The difference between validity and entailment in first order logic I'm a newbie to logic so please forgive me if this is a basic question. I've searched the web and stack exchange but can't seem to find an answer.
The book I'm reading on predicate logic (forallx) says that although the argument '${\rm A}$ therefore ${\rm B}$' may be valid, this doesn't mean that ${\rm A}$ necessarily entails ${\rm B}$.
To me, validity and entailment both seem to have the same definition, namely that ${\rm A}$ entails ${\rm B}$ (or an argument is valid) if it is not possible for the premise to be true and the conclusion false.
Clearly my understanding of the above definition is wrong if entailment and validity are in fact different things, but I can't see the difference between them.
Can anyone enlighten me please? And are the definitions different in propositional logic versus predicate logic?
Many thanks
Max
 A: *

*OP: "It's the example regarding foxes and vixens on p. 281 of
forallx.openlogicproject.org/forallxyyc.pdf "
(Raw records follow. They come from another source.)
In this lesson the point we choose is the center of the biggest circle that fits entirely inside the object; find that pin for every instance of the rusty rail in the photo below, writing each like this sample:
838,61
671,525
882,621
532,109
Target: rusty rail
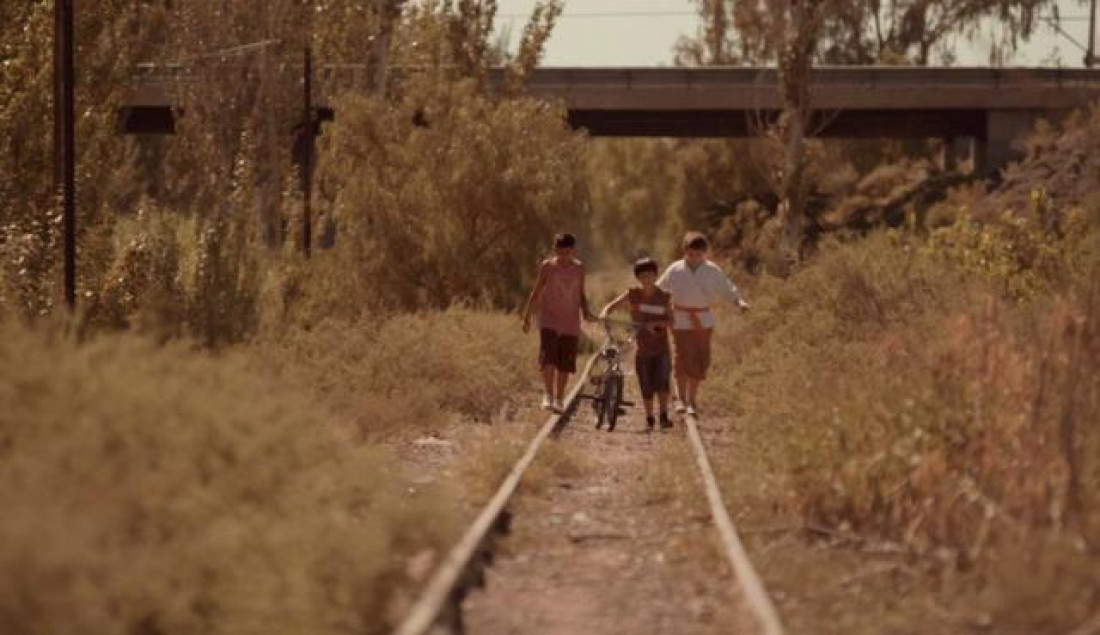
745,575
440,602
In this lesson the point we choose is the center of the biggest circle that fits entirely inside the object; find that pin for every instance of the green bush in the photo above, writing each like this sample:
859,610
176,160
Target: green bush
149,489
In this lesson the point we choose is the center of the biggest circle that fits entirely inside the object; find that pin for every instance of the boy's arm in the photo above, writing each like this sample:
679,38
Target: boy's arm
613,305
536,294
584,299
732,293
669,320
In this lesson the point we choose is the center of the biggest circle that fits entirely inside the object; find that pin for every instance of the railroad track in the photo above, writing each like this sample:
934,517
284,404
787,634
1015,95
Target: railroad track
439,608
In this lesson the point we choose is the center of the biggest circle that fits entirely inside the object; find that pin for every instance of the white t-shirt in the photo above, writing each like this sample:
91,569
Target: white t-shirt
697,288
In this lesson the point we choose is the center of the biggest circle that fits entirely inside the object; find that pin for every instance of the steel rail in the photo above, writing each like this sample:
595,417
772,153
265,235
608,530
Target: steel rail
441,589
745,575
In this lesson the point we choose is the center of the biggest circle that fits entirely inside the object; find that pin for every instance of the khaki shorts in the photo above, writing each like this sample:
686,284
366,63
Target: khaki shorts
693,352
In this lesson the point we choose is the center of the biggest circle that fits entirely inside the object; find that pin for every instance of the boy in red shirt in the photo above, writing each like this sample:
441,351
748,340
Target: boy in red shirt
651,310
559,293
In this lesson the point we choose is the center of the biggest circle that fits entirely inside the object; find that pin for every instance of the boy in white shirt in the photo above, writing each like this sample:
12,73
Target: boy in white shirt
695,283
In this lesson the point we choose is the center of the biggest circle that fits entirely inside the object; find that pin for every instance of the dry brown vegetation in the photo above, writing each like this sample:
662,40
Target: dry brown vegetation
935,390
151,486
151,489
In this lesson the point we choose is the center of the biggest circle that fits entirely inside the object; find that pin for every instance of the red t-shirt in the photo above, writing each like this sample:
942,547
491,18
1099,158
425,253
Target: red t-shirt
560,304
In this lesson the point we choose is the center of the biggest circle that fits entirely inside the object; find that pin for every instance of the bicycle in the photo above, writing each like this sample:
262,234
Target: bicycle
607,398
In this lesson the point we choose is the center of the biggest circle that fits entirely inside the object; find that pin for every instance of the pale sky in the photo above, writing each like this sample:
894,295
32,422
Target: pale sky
644,32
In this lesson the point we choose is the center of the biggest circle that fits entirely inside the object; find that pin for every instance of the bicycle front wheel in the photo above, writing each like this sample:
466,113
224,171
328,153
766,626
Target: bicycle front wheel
613,400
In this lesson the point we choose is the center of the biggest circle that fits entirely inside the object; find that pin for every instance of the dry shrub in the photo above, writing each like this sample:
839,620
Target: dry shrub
409,371
152,490
459,208
198,276
905,396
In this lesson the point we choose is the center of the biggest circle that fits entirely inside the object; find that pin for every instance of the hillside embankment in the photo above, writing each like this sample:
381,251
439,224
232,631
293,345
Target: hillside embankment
915,413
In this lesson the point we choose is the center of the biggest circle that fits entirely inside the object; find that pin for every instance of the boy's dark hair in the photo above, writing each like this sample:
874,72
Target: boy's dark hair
564,240
644,264
694,240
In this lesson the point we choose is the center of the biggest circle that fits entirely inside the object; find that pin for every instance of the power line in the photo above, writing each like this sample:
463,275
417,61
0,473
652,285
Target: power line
684,13
609,14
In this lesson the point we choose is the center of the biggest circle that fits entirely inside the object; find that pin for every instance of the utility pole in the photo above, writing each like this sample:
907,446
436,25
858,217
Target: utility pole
1090,54
307,154
65,137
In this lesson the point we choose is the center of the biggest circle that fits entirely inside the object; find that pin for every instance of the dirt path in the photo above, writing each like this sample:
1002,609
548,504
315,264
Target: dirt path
625,546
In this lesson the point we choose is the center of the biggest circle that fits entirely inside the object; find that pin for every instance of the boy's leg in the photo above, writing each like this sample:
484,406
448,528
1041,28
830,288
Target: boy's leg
662,400
680,365
562,381
702,363
567,364
548,346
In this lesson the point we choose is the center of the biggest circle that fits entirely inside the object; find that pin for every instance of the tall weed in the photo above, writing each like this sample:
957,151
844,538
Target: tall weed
902,394
152,490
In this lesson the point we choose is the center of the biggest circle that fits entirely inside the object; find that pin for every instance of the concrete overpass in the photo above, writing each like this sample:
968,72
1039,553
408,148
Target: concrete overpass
989,107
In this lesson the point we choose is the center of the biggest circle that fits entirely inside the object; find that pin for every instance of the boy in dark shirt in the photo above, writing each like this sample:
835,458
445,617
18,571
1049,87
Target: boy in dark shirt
651,310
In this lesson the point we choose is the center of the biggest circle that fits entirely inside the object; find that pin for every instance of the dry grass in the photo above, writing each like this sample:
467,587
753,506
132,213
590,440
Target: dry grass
905,393
153,490
409,373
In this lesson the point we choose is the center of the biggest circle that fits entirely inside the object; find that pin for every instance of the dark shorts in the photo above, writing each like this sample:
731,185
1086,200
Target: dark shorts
693,353
652,374
558,350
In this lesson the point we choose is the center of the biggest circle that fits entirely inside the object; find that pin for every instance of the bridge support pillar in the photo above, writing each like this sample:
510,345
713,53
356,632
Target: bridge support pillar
1003,128
957,150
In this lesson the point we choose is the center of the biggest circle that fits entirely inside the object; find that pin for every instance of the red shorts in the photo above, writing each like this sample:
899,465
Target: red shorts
558,350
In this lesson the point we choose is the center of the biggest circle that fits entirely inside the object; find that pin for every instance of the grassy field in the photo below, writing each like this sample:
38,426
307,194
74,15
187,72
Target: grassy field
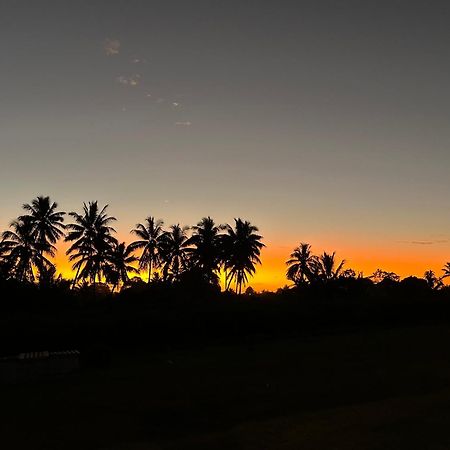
379,390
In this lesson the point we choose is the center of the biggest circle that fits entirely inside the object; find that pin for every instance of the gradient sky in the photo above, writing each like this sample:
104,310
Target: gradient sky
319,121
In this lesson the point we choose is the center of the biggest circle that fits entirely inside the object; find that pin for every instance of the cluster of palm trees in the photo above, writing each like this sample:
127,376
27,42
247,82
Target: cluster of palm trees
306,268
303,267
27,248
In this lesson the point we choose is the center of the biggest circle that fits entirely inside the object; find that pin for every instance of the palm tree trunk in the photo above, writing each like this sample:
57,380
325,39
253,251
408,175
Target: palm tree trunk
74,282
149,271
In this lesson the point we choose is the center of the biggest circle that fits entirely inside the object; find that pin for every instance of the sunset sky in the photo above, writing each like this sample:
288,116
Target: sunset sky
319,121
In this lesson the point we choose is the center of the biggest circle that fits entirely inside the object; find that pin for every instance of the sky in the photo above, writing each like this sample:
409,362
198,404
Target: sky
324,122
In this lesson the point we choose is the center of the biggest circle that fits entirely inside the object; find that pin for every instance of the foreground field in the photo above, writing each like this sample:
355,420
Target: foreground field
380,390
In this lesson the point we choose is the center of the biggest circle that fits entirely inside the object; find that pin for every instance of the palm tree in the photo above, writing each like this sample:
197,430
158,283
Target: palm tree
432,280
150,236
118,265
244,247
47,224
92,239
299,264
174,252
20,251
206,250
326,267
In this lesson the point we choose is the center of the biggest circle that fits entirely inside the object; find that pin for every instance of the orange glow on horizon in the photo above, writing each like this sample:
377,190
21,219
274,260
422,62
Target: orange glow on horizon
400,258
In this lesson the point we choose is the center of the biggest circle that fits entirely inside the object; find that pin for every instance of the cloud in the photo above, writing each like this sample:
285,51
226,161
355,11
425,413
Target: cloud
111,46
132,80
136,60
439,241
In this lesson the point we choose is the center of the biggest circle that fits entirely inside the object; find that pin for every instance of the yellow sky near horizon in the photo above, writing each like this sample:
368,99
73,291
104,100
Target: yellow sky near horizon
403,258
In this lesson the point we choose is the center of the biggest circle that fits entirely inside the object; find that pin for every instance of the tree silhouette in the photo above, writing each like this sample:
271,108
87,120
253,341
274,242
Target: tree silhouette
150,236
92,239
206,248
446,270
432,280
327,268
20,250
174,252
244,248
47,225
119,260
299,264
383,276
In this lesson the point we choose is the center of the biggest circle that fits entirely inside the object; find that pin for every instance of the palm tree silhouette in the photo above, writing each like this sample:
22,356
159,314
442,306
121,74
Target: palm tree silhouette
92,239
206,248
119,260
47,224
446,270
432,280
174,252
299,264
20,250
150,236
244,248
325,267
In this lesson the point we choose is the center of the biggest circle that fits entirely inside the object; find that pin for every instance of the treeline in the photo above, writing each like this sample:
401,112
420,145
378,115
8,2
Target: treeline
161,255
305,268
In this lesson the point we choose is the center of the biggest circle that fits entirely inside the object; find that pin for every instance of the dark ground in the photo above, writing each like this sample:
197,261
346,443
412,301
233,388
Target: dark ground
376,390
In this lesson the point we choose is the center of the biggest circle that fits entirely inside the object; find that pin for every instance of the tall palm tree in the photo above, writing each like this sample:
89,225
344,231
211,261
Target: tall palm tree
118,265
47,224
206,248
20,251
174,252
446,270
327,268
92,240
150,236
244,245
299,264
432,280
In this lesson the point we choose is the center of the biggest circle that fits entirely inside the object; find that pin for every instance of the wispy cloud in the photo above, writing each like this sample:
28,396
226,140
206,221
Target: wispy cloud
111,46
420,242
132,80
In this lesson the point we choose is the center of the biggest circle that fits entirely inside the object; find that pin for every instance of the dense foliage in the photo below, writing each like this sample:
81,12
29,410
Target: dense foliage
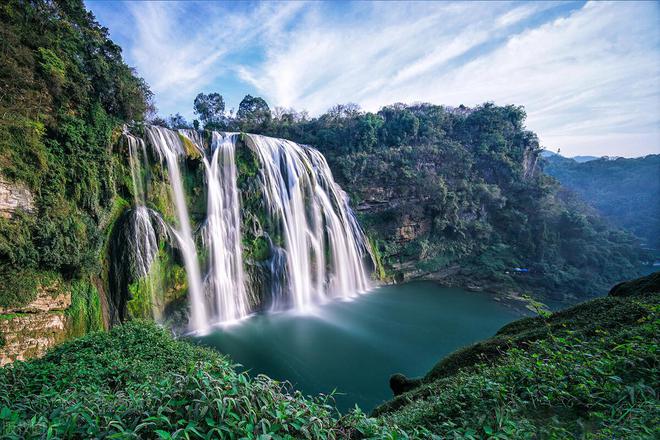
587,372
64,92
457,195
625,191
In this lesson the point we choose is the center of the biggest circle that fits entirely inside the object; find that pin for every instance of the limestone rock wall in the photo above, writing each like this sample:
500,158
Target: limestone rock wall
29,331
14,196
30,335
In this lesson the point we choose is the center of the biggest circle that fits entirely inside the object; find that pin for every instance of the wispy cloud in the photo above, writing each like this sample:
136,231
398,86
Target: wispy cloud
588,74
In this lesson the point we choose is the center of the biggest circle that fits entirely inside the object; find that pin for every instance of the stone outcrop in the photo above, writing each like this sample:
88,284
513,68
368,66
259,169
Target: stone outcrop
48,298
28,331
27,336
14,197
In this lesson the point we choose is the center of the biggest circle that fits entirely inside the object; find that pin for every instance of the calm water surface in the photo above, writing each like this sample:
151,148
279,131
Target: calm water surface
355,346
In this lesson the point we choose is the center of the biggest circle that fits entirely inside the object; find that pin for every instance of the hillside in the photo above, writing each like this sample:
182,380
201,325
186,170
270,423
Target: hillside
64,94
449,194
456,195
624,191
591,370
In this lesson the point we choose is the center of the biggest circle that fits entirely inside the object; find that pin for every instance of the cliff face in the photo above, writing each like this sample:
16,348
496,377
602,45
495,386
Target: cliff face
29,331
14,197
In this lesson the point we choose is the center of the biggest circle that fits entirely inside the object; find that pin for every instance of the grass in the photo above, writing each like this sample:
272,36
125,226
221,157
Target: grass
591,371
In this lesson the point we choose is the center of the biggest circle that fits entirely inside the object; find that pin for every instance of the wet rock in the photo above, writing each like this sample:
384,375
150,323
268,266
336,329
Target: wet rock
14,197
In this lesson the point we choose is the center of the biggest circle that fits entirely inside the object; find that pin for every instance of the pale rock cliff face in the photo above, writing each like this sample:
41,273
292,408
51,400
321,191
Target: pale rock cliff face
29,331
30,335
14,197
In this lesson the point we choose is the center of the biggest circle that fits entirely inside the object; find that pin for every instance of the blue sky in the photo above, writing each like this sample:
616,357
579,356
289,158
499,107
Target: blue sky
587,73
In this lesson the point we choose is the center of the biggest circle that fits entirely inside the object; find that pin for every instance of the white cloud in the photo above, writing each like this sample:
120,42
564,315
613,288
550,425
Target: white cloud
590,80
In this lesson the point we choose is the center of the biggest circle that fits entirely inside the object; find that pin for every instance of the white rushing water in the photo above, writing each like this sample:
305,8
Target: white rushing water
145,240
222,235
321,249
314,216
170,148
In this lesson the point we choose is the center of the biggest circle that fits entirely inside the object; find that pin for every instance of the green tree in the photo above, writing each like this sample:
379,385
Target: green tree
253,111
210,108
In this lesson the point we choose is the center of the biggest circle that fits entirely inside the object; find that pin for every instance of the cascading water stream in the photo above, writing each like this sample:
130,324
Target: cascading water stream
222,234
145,239
169,147
301,194
317,251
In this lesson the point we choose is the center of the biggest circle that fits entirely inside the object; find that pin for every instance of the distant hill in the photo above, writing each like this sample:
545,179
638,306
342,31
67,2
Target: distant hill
582,159
625,191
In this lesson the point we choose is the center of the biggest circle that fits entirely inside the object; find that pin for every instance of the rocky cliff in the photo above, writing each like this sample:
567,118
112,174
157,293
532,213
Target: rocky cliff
29,331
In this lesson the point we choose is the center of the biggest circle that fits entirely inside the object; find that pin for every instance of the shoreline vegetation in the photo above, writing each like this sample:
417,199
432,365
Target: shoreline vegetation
590,370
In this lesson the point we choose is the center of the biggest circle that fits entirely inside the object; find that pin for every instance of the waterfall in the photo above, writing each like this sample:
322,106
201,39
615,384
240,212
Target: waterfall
313,214
222,236
144,240
317,248
169,147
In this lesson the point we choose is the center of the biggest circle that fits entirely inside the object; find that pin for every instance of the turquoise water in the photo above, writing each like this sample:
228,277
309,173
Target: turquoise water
355,346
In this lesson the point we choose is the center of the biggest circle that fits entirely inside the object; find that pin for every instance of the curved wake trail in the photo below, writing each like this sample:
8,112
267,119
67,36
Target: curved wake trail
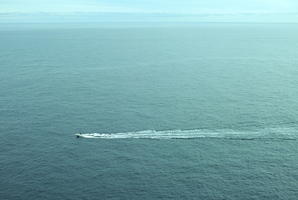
269,133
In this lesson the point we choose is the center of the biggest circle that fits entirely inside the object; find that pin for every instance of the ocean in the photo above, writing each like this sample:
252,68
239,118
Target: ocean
203,111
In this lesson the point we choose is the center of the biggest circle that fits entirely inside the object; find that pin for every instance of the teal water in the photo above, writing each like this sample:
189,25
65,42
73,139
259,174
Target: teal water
193,112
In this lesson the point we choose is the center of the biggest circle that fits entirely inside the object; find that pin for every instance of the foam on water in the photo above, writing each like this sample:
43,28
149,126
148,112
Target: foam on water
268,133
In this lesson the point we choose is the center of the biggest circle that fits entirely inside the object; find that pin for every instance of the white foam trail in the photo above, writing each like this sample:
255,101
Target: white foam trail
269,133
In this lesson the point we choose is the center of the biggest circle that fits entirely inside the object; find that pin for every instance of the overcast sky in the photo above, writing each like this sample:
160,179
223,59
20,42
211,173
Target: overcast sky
105,10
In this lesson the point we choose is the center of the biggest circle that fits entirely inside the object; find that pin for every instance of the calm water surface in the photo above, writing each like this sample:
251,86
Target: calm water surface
193,112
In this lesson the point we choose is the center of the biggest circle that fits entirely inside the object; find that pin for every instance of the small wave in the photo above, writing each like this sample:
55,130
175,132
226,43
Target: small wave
263,134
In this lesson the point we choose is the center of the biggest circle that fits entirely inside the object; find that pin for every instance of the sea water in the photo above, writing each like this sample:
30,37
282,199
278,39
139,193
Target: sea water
205,111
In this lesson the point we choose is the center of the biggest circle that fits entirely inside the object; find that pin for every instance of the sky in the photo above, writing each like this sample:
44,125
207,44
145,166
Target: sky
149,10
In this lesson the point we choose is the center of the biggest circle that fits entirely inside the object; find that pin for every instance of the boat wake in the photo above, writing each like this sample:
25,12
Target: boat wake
262,134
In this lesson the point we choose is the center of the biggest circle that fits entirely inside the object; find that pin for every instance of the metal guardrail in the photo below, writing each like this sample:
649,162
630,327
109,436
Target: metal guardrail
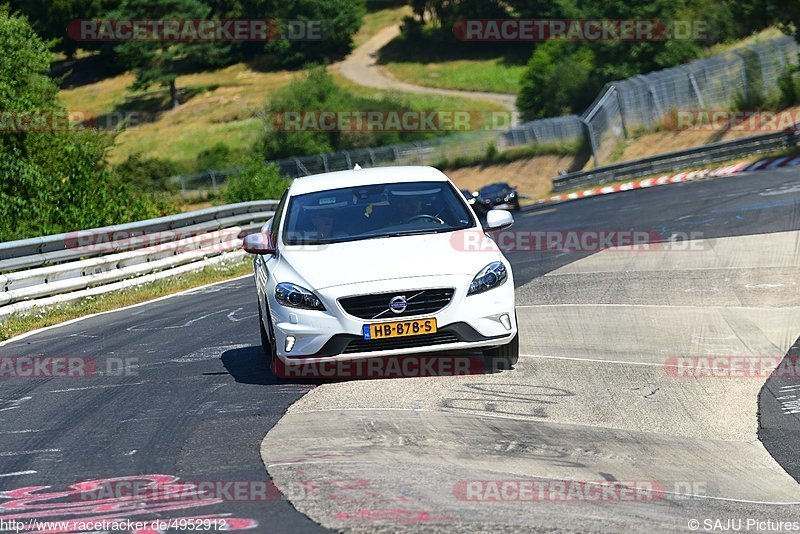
37,245
101,260
678,160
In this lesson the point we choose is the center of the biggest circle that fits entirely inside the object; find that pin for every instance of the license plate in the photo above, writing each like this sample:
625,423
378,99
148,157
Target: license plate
400,329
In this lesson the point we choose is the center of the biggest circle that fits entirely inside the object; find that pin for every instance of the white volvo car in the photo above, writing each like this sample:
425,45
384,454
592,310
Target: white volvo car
377,262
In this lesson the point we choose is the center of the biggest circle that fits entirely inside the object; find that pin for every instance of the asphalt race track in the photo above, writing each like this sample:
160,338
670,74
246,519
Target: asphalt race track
594,399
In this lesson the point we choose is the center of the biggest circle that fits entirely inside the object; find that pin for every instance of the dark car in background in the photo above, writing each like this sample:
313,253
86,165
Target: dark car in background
497,195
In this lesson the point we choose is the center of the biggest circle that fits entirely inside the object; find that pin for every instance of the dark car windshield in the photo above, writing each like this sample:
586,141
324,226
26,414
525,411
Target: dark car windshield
384,210
494,189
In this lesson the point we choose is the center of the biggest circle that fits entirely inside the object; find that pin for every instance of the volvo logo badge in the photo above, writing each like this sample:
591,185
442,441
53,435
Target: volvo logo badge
398,304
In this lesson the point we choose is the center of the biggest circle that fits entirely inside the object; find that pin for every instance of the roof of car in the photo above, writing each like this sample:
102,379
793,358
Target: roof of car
378,175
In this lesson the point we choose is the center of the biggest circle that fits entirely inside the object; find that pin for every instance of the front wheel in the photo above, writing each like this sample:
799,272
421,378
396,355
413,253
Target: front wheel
504,357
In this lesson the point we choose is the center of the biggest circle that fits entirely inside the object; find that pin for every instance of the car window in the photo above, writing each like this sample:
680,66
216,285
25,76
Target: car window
373,211
276,219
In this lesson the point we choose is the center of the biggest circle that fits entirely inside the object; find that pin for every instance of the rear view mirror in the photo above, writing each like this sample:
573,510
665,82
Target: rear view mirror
258,243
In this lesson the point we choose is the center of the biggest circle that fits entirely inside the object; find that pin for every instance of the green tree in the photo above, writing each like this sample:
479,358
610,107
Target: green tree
57,180
158,62
255,181
49,19
558,81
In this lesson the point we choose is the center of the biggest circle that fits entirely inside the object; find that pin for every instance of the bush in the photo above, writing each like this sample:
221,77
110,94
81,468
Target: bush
342,19
789,85
146,174
219,156
53,181
557,81
256,181
318,92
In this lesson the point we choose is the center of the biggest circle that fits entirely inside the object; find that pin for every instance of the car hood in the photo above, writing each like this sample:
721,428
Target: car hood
464,252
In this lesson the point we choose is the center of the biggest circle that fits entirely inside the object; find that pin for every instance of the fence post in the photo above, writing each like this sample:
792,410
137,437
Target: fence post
592,142
213,182
744,71
696,88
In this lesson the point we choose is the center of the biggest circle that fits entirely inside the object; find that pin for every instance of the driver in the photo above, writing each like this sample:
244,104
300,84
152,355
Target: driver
406,207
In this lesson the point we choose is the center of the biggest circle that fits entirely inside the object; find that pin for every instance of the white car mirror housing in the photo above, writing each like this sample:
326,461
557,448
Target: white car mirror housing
498,220
258,243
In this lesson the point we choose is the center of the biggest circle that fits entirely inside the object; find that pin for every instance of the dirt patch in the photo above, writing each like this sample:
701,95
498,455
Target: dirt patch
668,141
532,176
The author is ostensibly cautioning about the relationship between
the validity of an argument and FOL-entailment (first-order-logic
entailment), yet their given example is making a different point,
which is that one must be careful to retain all pertinent information
when symbolising an argument (in the example, the original argument
contains an implicit/unstated premise "Every vixen is a fox" that
became lost in translation).


*As for what the author says the relationship between argument
validity and FOL-entailment is, from a quick keyword-search of the
book, I believe it is this: "In FOL, an argument is valid iff its
conclusion is a FOL-entailment of its premises."
A: Consider the following instance:
 (0 != 0) therefore (God exists)

Since 0 = 0 the premise is false, hence the implication is valid.  Does this prove God exists?
[note: If you happen to believe in God, change the above conclusion to 'God does not exist'.  The argument still works]